When the Church Rages

These past few months have been hard.  My character and integrity were called into question by people I believed to be trustworthy and thought were friends (and maybe, on some level, still do).
The most hurtful part is the how of the circumstance.  To think someone is a safe place, only to realize, too little, too late, that your confessions, your vulnerabilities, your struggles and your weaknesses have been exploited and turned against you can be a baffling and painful thing to wrestle through.
To find out a case has been building against you; to know there were conversations about you, but never involving you; to be blindsided in what you thought was a regular meeting and leveled with accusation, after accusation, after accusation can leave you feeling sucker-punched.
To be called a liar and a gossip.  To be told you're leading women astray and causing divisiveness.  To be accused of being disrespectful, rebellious and unsubmissive.  To be told you're walking in unrepentant sin and if you would just be humble and repent, everything would be fine.
Needless to say, I've said more f-bombs these last few months than I've probably said in my entire life. 
What to do?  
What to say? 
How to respond?

What man meant for evil, God has used for good.
The division it could have done to our marriage, (as my husband as been woefully betrayed by fellow comrades in this spectacle) has only pushed us deeper into each others' corners. 
Where it was meant to spoil friendships, it has only served to allow those relationships to grow sharper and to humble me with deep gratefulness that I can call such solid men and women my friends.
Where it should make me doubt the goodness of God and my trust in His ability to defend me has only led me to believe the gospel in a truer light.
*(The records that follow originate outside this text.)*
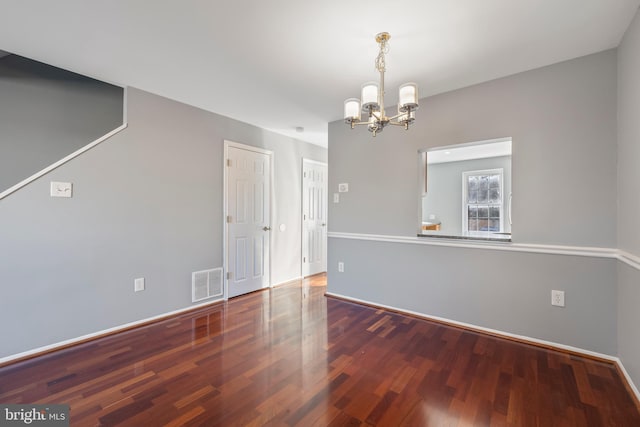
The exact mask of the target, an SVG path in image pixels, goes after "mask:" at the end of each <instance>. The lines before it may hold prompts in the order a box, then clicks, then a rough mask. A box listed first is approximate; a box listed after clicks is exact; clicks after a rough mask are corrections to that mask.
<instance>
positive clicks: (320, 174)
mask: <svg viewBox="0 0 640 427" xmlns="http://www.w3.org/2000/svg"><path fill="white" fill-rule="evenodd" d="M324 271H327V164H326V163H320V162H316V161H313V160H307V159H303V161H302V275H303V276H311V275H313V274H318V273H322V272H324Z"/></svg>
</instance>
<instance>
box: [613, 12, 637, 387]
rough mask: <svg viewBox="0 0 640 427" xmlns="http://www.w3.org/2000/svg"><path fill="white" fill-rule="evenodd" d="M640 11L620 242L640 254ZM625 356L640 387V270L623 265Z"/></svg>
mask: <svg viewBox="0 0 640 427" xmlns="http://www.w3.org/2000/svg"><path fill="white" fill-rule="evenodd" d="M638 52H640V13H638V14H636V17H635V19H634V20H633V22H632V23H631V26H630V27H629V29H628V30H627V32H626V34H625V36H624V38H623V40H622V43H621V45H620V47H619V49H618V197H619V200H618V203H619V205H618V247H619V248H620V249H622V250H624V251H627V252H629V253H631V254H632V255H635V256H640V228H639V227H638V225H639V221H640V165H639V163H640V126H639V125H638V123H639V122H638V120H639V118H640V55H639V54H638ZM618 301H619V303H618V305H619V313H618V328H619V329H618V341H619V353H620V359H622V361H623V362H624V366H625V368H626V369H627V370H628V371H629V374H630V375H631V376H632V377H633V379H634V382H635V383H636V385H638V386H640V328H638V325H640V310H639V308H640V272H639V271H638V270H634V269H631V268H629V267H628V266H626V265H621V266H620V267H619V270H618Z"/></svg>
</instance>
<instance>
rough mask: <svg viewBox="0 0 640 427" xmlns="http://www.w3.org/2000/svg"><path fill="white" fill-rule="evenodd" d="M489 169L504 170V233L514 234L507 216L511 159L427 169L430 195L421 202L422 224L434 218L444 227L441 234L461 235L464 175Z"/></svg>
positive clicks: (482, 161)
mask: <svg viewBox="0 0 640 427" xmlns="http://www.w3.org/2000/svg"><path fill="white" fill-rule="evenodd" d="M487 169H502V179H503V181H504V184H503V200H504V202H503V203H504V207H503V216H504V218H503V221H504V223H503V227H504V230H503V231H504V232H506V233H508V232H511V226H510V225H509V216H508V212H507V211H508V209H509V194H510V193H511V156H501V157H490V158H486V159H474V160H465V161H460V162H447V163H435V164H431V165H427V174H428V178H427V181H428V184H427V185H428V188H427V194H426V195H425V196H423V198H422V220H423V221H430V220H429V214H433V215H435V216H436V220H437V221H440V223H441V229H440V232H441V233H440V234H443V235H444V234H447V235H454V236H460V235H461V234H462V173H463V172H468V171H478V170H487Z"/></svg>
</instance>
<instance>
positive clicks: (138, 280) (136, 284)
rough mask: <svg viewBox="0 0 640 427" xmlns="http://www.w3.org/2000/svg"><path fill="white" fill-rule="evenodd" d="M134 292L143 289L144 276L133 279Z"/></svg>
mask: <svg viewBox="0 0 640 427" xmlns="http://www.w3.org/2000/svg"><path fill="white" fill-rule="evenodd" d="M133 290H134V292H140V291H144V277H140V278H138V279H135V280H134V281H133Z"/></svg>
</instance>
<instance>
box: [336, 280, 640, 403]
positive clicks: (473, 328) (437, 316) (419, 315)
mask: <svg viewBox="0 0 640 427" xmlns="http://www.w3.org/2000/svg"><path fill="white" fill-rule="evenodd" d="M325 295H327V296H333V297H336V298H340V299H343V300H345V301H351V302H355V303H358V304H365V305H369V306H374V307H381V308H385V309H388V310H392V311H395V312H398V313H401V314H406V315H410V316H417V317H420V318H423V319H427V320H434V321H437V322H443V323H447V324H450V325H453V326H459V327H462V328H466V329H471V330H475V331H478V332H484V333H488V334H491V335H494V336H498V337H500V336H502V337H506V338H513V339H517V340H519V341H523V342H529V343H531V344H533V345H536V344H538V345H543V346H546V347H552V348H557V349H559V350H565V351H571V352H574V353H579V354H584V355H585V356H591V357H597V358H600V359H603V360H608V361H611V362H613V363H615V364H616V365H618V367H619V368H620V371H621V372H622V374H623V376H624V377H625V379H626V380H627V383H628V384H629V386H630V388H631V390H632V391H633V393H634V394H635V395H636V398H637V399H638V400H640V391H638V388H637V387H636V385H635V384H634V383H633V380H632V379H631V377H630V376H629V373H628V372H627V370H626V369H625V368H624V365H623V364H622V360H620V358H619V357H616V356H611V355H609V354H604V353H598V352H595V351H591V350H586V349H583V348H579V347H573V346H570V345H565V344H560V343H557V342H553V341H547V340H541V339H538V338H532V337H528V336H526V335H518V334H512V333H510V332H504V331H500V330H498V329H491V328H485V327H483V326H477V325H474V324H471V323H465V322H458V321H457V320H451V319H447V318H444V317H439V316H431V315H428V314H424V313H420V312H417V311H413V310H402V309H399V308H397V307H393V306H390V305H385V304H379V303H375V302H370V301H367V300H362V299H359V298H352V297H348V296H345V295H342V294H337V293H334V292H325Z"/></svg>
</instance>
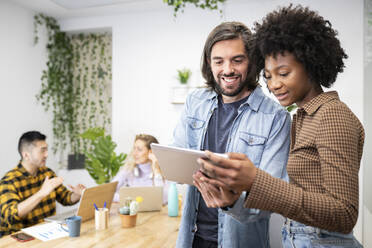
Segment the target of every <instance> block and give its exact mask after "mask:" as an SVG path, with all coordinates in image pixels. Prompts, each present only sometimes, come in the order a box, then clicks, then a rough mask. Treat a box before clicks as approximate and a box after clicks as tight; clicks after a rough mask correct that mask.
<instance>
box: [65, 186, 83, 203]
mask: <svg viewBox="0 0 372 248" xmlns="http://www.w3.org/2000/svg"><path fill="white" fill-rule="evenodd" d="M68 187H70V189H71V191H72V195H71V201H72V202H73V203H76V202H78V201H79V200H80V197H81V195H82V194H83V191H84V189H85V188H86V187H85V186H84V185H82V184H78V185H76V186H75V187H74V186H72V185H68Z"/></svg>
No one likes to talk about church conflict because the church has it all together.  If we're the believers, the chosen, the redeemed, we can't possibly show our missteps, our hypocrisies and blemishes, can we?
Yet for that very purpose, isn't that why we believe? 
Isn't that why we need redemption? 
Isn't that why to be chosen is such a humbling and honoring thought? That Christ would look upon us with all our filth and shame and proclaim, "That one -- I want that one!"  That he would love us so much He would lay down all His desires and give up His own life for us?  
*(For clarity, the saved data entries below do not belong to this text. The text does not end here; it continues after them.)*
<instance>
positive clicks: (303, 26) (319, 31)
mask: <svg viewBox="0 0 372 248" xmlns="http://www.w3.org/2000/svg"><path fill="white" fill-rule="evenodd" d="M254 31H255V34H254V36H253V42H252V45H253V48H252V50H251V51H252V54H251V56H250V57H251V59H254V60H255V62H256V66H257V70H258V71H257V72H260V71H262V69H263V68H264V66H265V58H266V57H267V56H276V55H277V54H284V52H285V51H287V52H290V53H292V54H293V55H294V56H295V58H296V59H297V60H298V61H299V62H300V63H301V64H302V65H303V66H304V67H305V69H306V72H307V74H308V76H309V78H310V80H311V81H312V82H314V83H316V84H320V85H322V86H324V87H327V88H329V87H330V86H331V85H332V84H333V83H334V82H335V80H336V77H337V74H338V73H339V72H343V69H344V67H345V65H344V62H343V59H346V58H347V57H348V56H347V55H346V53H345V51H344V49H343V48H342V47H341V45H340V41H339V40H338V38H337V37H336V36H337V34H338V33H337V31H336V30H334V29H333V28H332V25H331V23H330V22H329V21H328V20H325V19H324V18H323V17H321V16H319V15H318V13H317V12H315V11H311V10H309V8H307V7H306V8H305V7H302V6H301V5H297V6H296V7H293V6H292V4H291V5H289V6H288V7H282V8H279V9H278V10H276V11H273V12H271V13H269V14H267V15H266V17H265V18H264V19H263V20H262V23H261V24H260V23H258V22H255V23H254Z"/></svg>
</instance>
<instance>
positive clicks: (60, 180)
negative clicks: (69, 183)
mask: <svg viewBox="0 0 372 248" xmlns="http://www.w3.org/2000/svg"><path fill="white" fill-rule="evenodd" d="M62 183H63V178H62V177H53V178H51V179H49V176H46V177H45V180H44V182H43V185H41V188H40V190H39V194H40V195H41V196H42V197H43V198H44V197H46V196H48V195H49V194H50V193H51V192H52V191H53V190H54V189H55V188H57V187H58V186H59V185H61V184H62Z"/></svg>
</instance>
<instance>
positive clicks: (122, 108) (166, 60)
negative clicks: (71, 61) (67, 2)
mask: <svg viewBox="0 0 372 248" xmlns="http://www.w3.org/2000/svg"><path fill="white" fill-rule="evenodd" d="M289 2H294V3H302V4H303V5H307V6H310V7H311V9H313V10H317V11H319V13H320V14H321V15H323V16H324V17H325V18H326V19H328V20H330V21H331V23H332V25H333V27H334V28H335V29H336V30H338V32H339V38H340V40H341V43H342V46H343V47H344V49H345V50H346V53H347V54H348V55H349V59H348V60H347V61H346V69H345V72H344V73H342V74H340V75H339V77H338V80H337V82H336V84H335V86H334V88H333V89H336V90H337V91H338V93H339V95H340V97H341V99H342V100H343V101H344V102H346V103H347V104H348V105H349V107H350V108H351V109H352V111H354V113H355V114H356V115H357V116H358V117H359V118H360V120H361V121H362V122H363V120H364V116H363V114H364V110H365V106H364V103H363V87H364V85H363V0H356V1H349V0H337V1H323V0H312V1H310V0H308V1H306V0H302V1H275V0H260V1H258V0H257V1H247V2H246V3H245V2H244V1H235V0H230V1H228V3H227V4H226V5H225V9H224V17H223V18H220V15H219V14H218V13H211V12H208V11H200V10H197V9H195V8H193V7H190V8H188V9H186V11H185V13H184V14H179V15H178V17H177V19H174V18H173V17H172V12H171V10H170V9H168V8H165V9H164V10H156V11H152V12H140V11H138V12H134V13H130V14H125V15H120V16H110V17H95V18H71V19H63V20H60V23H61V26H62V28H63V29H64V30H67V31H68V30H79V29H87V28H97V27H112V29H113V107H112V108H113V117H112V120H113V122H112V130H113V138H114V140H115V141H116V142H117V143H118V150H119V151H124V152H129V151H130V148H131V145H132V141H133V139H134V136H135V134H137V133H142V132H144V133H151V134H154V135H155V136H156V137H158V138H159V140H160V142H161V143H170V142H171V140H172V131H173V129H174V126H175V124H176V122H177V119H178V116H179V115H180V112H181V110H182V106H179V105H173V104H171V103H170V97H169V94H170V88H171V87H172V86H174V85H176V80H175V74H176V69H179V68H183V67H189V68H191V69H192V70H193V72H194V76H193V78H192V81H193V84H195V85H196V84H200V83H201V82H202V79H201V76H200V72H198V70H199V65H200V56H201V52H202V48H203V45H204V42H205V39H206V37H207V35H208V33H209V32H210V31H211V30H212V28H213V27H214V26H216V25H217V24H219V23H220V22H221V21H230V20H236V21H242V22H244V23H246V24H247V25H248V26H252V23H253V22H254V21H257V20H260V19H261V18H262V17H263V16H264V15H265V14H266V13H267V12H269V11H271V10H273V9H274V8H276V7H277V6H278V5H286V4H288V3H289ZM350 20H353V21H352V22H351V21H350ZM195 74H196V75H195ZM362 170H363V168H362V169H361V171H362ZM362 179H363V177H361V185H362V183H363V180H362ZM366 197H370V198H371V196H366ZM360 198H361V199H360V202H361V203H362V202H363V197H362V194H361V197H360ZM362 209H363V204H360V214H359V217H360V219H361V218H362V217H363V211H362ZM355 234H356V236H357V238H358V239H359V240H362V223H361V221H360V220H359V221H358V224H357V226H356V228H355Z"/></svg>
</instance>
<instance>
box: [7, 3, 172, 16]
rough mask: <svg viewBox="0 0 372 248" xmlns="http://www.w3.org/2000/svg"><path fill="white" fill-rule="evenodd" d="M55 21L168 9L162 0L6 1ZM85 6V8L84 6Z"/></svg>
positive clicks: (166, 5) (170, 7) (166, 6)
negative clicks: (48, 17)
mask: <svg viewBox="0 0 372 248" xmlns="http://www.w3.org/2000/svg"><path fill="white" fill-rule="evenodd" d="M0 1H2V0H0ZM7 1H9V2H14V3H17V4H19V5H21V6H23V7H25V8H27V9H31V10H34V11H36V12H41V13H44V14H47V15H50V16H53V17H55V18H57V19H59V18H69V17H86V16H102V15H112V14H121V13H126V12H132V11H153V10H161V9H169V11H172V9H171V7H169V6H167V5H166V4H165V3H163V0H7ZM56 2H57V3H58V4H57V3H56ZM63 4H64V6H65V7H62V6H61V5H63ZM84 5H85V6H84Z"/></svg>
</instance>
Not because of anything worthy in us, but because of all his worthiness.

We are indeed sinners, doing life with sinners.  This is what should set the believer in Jesus Christ apart.  Not that there won't be conflict, but when there is, how we handle it will be utterly astonishing to the world.
Beloved, if you've been wounded,  if you've been burned by the church, there is a great hope awaiting you here and now.
Jesus, your High Priest, sympathizes with you.  Because of the very human weaknesses He experienced as Immanuel, God in the flesh, He understands your weaknesses and extends the invitation to boldly approach His throne of grace.
Fix your eyes on Jesus and His justification and not the judgement of others.
Allow the truth of the gospel - the hope and reconciliation -- to sink deep in your heart.  Be kind and tender-hearted, forgiving others as God in Christ has forgiven you.
Know that only God can do the greatest amount of good for the greatest amount of people at the best possible time and He is for everyone.

For they drop trouble on me, and in anger they bear a grudge against me.
For it is not an enemy who taunts me - then I could bear it.
It is not an adversary who deals insolently with me - then I could hide from him.
But it is you, a man, my equal, my companion, my familiar friend.
We used to take sweet counsel together;
Within God's house we walked in the throng.